Apesar dos avanços terapêuticos recentes, apenas 13% dos pacientes que forem acometidos por esse tipo de câncer estarão vivos cinco anos após o diagnóstico. O risco para câncer de boca
laringe e do esôfago chega a ser, respectivamente, 30, 20 e 10 vezes maior para os fumantes. No total, o cigarro está ligado às origens de tumores malignos em oito órgãos - pâncreas, rins, bexiga, além dos já citados. "A melhor forma de combater o câncer é a prevenção", afirma Meirelles. Dependente - Além do envelhecimento da população, o principal fator isolado de desenvolvimento do câncer é o tabaco. Diretor do Centro Internacional de Política de Saúde Mental e Pesquisa da Organização Mundial de Saúde (OMS), o psiquiatra Jorge Alberto Costa e Silva alerta que 95% das pessoas que começam a fumar antes dos 20 anos tornam-se dependentes. Em relação ao álcool, por exemplo, essa porcentagem é de 12% e a cocaína, 50%.
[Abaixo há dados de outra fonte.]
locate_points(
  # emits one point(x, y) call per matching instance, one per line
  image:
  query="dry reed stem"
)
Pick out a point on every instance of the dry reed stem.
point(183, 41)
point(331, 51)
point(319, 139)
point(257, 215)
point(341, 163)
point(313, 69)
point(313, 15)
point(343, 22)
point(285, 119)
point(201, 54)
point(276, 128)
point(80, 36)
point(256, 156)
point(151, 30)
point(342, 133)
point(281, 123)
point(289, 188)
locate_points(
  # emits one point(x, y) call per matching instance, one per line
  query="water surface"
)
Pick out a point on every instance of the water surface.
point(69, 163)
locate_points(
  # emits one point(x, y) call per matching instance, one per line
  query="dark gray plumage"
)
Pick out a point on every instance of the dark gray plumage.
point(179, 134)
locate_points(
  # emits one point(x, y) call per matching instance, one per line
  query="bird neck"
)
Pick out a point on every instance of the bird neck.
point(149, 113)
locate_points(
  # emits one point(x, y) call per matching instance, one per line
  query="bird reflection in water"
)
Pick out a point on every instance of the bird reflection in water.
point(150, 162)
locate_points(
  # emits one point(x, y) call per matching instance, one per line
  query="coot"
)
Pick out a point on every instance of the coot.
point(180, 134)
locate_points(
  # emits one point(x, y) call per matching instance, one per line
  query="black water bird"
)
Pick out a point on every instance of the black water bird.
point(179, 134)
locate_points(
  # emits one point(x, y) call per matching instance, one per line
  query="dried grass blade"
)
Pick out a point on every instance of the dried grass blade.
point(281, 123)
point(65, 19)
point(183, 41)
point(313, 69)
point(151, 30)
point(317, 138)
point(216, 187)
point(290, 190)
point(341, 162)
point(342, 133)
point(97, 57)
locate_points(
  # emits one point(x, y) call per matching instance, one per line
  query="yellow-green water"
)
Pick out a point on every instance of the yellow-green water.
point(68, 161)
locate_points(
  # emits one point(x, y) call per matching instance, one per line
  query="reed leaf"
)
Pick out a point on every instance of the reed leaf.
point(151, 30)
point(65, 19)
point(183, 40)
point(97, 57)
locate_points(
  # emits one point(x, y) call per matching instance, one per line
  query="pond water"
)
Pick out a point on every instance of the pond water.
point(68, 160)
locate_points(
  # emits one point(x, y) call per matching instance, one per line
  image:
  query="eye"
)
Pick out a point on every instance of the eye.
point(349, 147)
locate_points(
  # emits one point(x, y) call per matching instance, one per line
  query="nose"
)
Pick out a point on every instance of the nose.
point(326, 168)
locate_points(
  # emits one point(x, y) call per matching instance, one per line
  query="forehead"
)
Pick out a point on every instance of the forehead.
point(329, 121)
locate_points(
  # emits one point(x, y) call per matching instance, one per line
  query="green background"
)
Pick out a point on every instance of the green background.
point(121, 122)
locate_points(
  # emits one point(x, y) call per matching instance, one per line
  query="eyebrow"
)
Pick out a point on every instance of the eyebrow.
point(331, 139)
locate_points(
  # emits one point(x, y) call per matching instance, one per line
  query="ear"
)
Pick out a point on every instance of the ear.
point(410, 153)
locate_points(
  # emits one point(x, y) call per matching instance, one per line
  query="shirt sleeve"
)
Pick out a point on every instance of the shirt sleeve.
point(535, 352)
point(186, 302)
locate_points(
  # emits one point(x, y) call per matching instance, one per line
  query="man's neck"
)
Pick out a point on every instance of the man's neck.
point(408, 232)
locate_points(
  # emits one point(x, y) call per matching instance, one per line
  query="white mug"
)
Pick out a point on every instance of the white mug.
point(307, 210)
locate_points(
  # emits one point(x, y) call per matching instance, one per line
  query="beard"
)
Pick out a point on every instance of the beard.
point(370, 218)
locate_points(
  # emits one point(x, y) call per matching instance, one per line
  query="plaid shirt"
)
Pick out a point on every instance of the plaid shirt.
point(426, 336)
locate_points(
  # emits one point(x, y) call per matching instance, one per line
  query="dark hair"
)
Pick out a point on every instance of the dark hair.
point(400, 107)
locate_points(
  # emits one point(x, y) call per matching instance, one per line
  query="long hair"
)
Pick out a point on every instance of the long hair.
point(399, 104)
Costa e Silva explica que um ex-fumante deixa de se tornar dependente da nicotina sete anos depois de largar o cigarro. Esse é o período que os circuitos das células nervosas afetadas pela nicotina demoram para se normalizar. Para se ter uma idéia, diz o médico, no dependente de heroína, o prazo é de cinco anos e no de cocaína, três anos. Atualmente, segundo dados da OMS, existem no mundo 1,2 bilhão de dependentes de nicotina - o que representa um terço da população adulta do planeta.
O número de óbitos por tabaco é de 3 milhões de pessoas por ano. Se a atual tendência de consumo não for revertida, a OMS estima que, a partir de 2000, o fumo será responsável por 10 milhões de mortes por ano - dos quais 70% em países em desenvolvimento. No Brasil, os dados oficiais são muito defasados. O Ministério da Saúde e o próprio Inca trabalham com informações levantadas em 1989, pelo Instituto Brasileiro de Geografia e Estatística (IBGE). Naquela época, haviam no País 30,6 milhões de fumantes, dos quais 31.946 eram crianças de 5 a 9 anos; 396.767, de 10 a 14 anos; e 2.341.151, adolescentes entre 15 e 19 anos. "Quanto mais cedo a pessoa se torna fumante
mais difícil será para ela largar o vício", afirma Costa e Silva. "Por isso, toda a política de saúde deve estar voltada para os jovens, que é o principal alvo da propaganda".
O médico defende medidas drásticas contra a indústria do tabaco, como a permissão da veiculação de comercias apenas em horários noturnos - de preferência depois das 22 horas - e, a longo prazo, uma política de governo que priorize a substituição da produção do fumo no País por outras culturas rentáveis. Hoje, o Brasil é o principal exportador de tabaco do mundo, que gera aos cofres do governo só em impostos algo em torno de US$ 500 milhões.